Talkdemonic creates huge sound  

Photo by BEN MOONLisa Molinaro and Kevin O'Connor of the band Talkdemonic Show caption
Photo by BEN MOONLisa Molinaro and Kevin O'Connor of the band Talkdemonic

A duo based in Portland, Ore., Talkdemonic makes its own kind of music. Kevin O’Connor and Lisa Molinaro travel with his drum kit and synthesizers and her viola and effects pedals. Pre-recorded tracks complement the pair’s electro-symphonic-melodic-post-punk. There’s no singing.

Glacial Place Records, an indie label owned by Isaac Brock, singer-guitarist in the popular Pacific Northwest rock band Modest Mouse, recently released Talkdemonic’s fourth album, Ruins.

O’Connor started Talkdemonic alone in 2004. Originally it was a studio project based on beats and synths. And then Molinaro, a violist who’d graduated from Stetson University in Deland, Fla., with a minor in music, introduced herself to O’Connor after seeing him playing drums at a show in Portland.

Impressed with his musicianship, she told him so. She also suggested they try playing music together. The two of them played a show with another musician about five weeks later but that was the end of their collaboration for some time.

By the time O’Connor approached Molinaro about collaborating again she’d grown less musically adventurous.

“It took a little persuading for me at the beginning,” she said from Portland. “I don’t blame the music or Kevin. I blame myself for being shy about trying things.”

Trained in the classical tradition, Molinaro had been taught to faithfully play the printed score. Improvising with the viola was foreign to her.

“It was really, really new for me,” she said.

There were other difficulties as well, such as making her bowed string instrument loud enough to share a stage with a drum kit.

“I had no idea how to amplify a viola,” Molinaro said. “And I had to figure out what pedals worked for viola. Pedals may sound good with a guitar but they can sound like junk with a viola. So I had to weave my way through all this stuff.”

Working together before their first public performance, Molinaro and O’Connor realized they were into something good. But it wasn’t till their on-stage debut that the violist knew she could thrive in the new world she’d found.

“I realized, ‘Oh, yeah, this is fun,’ ” she recalled. “I can perform and people really seem to like it, because it’s different.”

Amplification and effects pedals offered Molinaro and her viola new audio frontiers. She has the option of producing a natural tone through the Schertler pickup inserted into her viola’s bridge or she can radically alter its tone through the pedals.

“I started moving almost beyond a viola sound, using this viola as a tool to create sounds,” she said. “But I try not to get too far into the effects because you can get lost and never come back. But I do love pedals. I don’t have enough room on the pedal board for all of the pedals I want.”

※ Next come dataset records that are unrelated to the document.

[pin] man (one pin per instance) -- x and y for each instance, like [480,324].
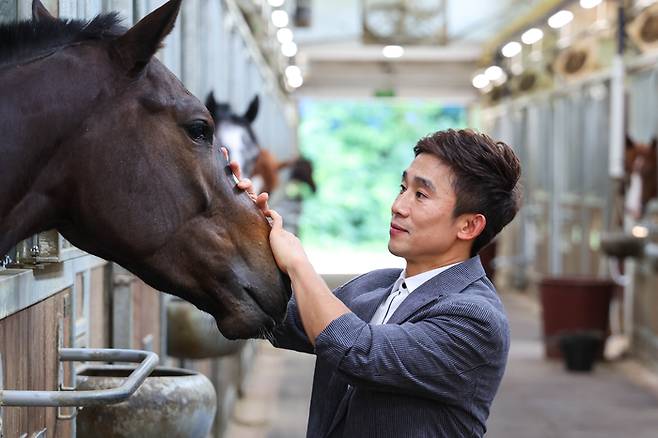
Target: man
[417,353]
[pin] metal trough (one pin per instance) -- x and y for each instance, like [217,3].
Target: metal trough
[172,403]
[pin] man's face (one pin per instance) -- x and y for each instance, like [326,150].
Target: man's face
[423,230]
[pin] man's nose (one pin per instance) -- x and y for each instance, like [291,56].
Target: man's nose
[399,206]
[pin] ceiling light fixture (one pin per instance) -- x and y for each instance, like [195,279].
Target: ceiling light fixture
[284,35]
[494,73]
[560,19]
[511,49]
[289,49]
[480,81]
[280,18]
[589,4]
[532,35]
[393,51]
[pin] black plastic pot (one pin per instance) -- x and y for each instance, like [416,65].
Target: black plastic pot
[580,349]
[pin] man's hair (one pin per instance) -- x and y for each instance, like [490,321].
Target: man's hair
[485,177]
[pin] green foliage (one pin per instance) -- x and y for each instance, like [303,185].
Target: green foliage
[359,150]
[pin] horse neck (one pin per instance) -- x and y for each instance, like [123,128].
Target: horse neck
[36,116]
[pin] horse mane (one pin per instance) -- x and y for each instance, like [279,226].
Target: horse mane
[26,39]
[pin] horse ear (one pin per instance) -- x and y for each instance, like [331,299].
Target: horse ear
[211,104]
[135,48]
[40,13]
[252,111]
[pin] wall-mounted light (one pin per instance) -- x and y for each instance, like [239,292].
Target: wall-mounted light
[284,35]
[289,49]
[494,73]
[560,19]
[480,81]
[589,4]
[280,18]
[532,35]
[393,51]
[511,49]
[294,76]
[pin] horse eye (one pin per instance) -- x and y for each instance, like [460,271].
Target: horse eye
[199,131]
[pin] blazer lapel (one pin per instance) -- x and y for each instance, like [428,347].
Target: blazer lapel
[450,281]
[365,305]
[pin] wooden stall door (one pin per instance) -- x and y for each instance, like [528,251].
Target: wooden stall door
[29,347]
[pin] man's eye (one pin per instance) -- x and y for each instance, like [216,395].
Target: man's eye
[199,131]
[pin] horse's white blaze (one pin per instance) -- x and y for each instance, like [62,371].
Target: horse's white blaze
[634,195]
[232,137]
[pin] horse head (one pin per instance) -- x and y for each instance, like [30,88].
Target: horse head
[122,161]
[641,178]
[235,132]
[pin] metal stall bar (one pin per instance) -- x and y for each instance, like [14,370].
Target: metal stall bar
[147,362]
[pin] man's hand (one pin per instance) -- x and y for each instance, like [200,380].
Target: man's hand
[286,247]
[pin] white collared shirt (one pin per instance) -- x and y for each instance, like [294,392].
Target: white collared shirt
[401,289]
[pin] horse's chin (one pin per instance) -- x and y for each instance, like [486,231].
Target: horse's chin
[246,327]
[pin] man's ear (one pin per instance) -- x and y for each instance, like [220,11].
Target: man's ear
[135,48]
[471,225]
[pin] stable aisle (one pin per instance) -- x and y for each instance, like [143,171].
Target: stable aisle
[537,398]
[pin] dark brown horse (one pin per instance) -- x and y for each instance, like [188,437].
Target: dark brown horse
[102,142]
[641,178]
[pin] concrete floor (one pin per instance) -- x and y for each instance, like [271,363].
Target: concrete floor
[537,398]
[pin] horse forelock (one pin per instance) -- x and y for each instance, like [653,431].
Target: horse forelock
[25,39]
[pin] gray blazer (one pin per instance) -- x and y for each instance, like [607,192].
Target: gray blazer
[431,371]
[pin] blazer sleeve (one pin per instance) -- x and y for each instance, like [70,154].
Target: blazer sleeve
[290,334]
[433,357]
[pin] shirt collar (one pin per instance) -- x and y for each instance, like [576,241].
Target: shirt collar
[417,280]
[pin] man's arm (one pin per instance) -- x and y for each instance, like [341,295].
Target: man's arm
[317,306]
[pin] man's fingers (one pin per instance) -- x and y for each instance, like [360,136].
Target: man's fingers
[277,221]
[261,201]
[235,168]
[246,184]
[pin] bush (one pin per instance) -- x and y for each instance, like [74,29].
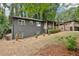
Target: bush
[51,31]
[71,43]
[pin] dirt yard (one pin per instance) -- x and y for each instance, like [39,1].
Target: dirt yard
[47,45]
[27,46]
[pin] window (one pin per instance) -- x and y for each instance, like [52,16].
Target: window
[38,24]
[31,22]
[22,22]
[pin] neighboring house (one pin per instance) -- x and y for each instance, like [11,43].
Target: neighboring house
[69,26]
[26,27]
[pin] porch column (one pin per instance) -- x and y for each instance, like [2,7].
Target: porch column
[46,27]
[53,25]
[73,29]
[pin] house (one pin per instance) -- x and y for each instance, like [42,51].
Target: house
[69,26]
[26,27]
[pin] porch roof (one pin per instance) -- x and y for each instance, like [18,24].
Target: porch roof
[30,19]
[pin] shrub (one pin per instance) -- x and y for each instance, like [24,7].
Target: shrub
[51,31]
[71,43]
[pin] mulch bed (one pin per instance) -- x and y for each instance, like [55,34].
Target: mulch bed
[56,50]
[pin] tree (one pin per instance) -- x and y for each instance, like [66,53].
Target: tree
[4,23]
[42,11]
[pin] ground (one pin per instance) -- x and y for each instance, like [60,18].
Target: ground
[43,45]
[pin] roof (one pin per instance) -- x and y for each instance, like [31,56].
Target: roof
[29,19]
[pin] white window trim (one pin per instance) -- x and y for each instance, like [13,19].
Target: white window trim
[21,22]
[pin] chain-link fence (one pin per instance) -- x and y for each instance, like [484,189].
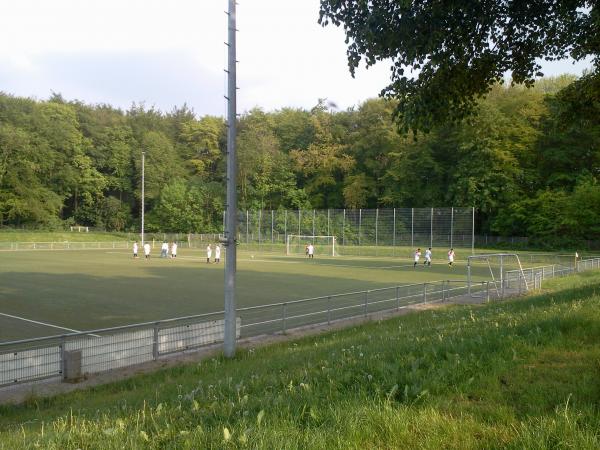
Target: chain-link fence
[380,232]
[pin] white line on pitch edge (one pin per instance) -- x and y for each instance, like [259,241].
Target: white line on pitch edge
[45,324]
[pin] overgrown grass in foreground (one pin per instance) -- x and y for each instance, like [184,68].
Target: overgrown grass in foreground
[521,374]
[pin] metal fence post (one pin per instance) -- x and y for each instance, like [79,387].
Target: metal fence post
[155,342]
[376,230]
[394,235]
[61,348]
[412,227]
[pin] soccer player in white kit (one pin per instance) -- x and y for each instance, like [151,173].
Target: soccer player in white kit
[427,257]
[451,257]
[417,256]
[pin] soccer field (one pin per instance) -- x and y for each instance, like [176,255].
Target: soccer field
[83,290]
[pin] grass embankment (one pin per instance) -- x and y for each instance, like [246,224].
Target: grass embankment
[520,374]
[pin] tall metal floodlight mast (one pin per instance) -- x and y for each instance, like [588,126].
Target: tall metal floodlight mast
[231,218]
[143,183]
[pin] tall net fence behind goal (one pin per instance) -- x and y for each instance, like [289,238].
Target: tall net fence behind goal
[298,245]
[363,232]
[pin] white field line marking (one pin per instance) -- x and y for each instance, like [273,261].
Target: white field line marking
[279,261]
[44,323]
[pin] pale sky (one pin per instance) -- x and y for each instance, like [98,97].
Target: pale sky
[166,53]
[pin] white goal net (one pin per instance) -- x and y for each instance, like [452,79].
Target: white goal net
[297,244]
[502,270]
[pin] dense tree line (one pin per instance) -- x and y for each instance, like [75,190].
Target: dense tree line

Molinaro’s possibilities run from sounding like a guitar to approximating a small bowed string section.

“That’s something I really love,” she said of the latter option. “And it’s a lot more affordable than bringing a string quartet on the road with us.”

The combined forces of Molinaro’s viola, O’Connor’s synthesizers and drums plus programmed tracks create a powerful sound.

“That’s a compliment we often receive,” she said. “It’s nice to hear, ‘Oh, you have such a huge sound. There’s so much going on up there.’ ”

Being an instrumental duo creating symphonic-indie rock has its challenges.

“I sometimes feel like we are a square peg in a round hole, even in Portland,” Molinaro said. “There are a lot of duos and electro-poppy stuff happening in this city but what we do is still a little different. If we change our format, it might make us more accessible to people. But that’s not why we do it. We do it because we like what we do. If more people catch on, that would be nice.”